Just before Shabbat dinner at The Weber School Shabbaton, Rabbi Ed Harwitz begins his d’var Torah by tossing out a question: “Who cares about Esau?” Most of the students wait quietly for him to continue, thinking it is a rhetorical question. But one 10th grader calls out, “I do! I was Esau!” She is sitting not far from me, and as I look in her direction I see her looking towards me for reassurance.
It was in my class, nearly a year ago, that she spent half of the second semester studying Genesis 25-33 and writing personal narratives in the voice of Esau. At the beginning of the unit, each student is asked to read the text from the point of view of one of the biblical figures, to explain the narrative from their perspective, and to create a playlist of modern music that fits their character’s experiences and attitudes. The student who responded to Rabbi Harwitz was particularly sensitive to Esau’s plight: favored by one parent and betrayed by the other, demonized for centuries by the early rabbis and medieval biblical commentators as the progenitor of the Edomites and later the Romans, enemies of the People of Israel, the descendants of his brother Jacob, the favorite son. She remembered so much of what we’d learned–had acquired a deeper understanding of this material–because she’d brought the Torah to life with her words of personal narrative, along with carefully chosen song lyrics.

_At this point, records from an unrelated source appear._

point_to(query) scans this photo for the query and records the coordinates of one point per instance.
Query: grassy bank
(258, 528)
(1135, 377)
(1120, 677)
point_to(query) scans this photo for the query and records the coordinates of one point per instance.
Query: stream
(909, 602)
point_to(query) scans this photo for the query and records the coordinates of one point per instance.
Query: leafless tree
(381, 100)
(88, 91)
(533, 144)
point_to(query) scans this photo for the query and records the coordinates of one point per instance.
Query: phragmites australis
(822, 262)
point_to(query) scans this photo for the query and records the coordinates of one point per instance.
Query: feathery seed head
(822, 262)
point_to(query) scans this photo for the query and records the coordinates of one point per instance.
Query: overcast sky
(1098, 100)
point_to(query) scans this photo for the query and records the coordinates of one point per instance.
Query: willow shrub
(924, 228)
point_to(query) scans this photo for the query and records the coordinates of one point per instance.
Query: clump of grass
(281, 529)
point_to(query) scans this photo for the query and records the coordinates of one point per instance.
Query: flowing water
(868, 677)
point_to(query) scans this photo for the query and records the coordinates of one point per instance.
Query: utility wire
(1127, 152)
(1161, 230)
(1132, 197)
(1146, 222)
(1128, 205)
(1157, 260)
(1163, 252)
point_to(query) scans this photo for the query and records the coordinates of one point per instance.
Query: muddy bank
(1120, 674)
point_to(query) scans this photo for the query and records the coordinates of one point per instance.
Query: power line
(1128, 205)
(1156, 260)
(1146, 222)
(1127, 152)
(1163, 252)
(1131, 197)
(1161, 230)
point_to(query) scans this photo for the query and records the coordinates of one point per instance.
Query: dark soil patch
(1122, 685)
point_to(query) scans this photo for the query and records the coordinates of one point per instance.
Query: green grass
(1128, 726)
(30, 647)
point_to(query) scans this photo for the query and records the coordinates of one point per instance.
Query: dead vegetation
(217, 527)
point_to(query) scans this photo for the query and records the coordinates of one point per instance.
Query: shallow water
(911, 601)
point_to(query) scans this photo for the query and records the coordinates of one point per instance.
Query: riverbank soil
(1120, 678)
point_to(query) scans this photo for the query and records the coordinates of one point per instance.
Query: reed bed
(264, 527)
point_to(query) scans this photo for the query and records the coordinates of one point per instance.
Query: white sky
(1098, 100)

As we walk to dinner, I check in with her and thank her for making my night. It’s a teacher’s dream to have a student recall a lesson a few weeks later, let alone nearly a year later.

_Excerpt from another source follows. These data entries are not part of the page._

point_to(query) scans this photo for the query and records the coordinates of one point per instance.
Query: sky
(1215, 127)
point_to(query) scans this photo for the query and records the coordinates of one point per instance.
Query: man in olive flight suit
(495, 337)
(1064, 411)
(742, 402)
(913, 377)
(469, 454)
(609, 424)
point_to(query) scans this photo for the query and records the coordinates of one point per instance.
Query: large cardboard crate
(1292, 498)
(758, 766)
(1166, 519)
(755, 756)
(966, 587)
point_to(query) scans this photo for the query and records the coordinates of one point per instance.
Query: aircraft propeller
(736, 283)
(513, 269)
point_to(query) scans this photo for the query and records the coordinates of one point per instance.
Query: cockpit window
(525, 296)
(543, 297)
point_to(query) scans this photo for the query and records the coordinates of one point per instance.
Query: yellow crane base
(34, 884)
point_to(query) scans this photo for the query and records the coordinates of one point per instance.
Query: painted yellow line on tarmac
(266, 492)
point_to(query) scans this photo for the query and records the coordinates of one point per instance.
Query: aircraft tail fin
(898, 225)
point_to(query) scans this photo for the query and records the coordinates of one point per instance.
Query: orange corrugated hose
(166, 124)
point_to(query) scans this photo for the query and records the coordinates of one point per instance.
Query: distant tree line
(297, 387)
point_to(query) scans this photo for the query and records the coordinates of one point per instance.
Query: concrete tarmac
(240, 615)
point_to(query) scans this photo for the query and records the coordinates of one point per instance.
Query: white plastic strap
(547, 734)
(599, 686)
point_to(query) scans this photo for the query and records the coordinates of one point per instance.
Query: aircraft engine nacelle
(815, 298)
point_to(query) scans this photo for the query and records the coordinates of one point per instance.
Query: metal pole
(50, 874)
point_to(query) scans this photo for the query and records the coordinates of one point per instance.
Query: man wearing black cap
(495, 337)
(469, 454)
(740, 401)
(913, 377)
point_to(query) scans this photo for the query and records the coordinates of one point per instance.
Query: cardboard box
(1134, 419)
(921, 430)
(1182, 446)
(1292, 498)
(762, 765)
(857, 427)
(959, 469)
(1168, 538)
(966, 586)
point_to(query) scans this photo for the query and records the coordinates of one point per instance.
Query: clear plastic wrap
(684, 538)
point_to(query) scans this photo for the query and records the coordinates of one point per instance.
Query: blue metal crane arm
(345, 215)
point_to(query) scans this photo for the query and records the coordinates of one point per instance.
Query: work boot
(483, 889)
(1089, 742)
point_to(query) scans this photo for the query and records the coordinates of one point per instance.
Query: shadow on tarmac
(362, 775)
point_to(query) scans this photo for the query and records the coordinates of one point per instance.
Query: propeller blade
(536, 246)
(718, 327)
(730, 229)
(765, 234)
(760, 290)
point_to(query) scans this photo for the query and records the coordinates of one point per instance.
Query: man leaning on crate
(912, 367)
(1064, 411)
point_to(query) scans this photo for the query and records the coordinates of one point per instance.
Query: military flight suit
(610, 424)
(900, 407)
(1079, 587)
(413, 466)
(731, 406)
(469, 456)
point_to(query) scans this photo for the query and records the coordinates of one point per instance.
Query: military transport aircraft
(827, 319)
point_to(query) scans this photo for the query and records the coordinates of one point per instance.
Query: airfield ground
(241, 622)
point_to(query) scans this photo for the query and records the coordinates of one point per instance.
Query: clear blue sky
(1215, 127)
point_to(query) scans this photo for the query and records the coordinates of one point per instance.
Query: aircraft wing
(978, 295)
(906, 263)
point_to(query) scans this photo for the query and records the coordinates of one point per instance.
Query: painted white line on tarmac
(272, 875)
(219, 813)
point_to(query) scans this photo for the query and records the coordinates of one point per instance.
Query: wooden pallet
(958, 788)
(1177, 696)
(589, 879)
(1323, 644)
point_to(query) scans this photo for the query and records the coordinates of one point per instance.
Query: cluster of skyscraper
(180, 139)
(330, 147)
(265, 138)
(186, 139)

The following Friday afternoon, I learn from a friend that our beloved teacher, Rabbi Neil Gillman, has died. In the hour before candle lighting, Facebook is flooded with posts from classmates and colleagues about how he influenced generations of students over the course of more than five decades. I recall the only course I took with Rabbi Gillman, in my final year of rabbinical school, in which he encouraged us to write our own Midrashim, short stories, and poems from the perspective of a misunderstood or voiceless biblical figure.
As we reminisce about a course we took 25 years ago, I realize Rabbi Gillman was the first teacher who taught me Torah the way I now teach it to my 9th-grade students. As I’ve been designing journal prompts to encourage my students to embrace Torah, I’ve been emulating my earliest mentor in this approach.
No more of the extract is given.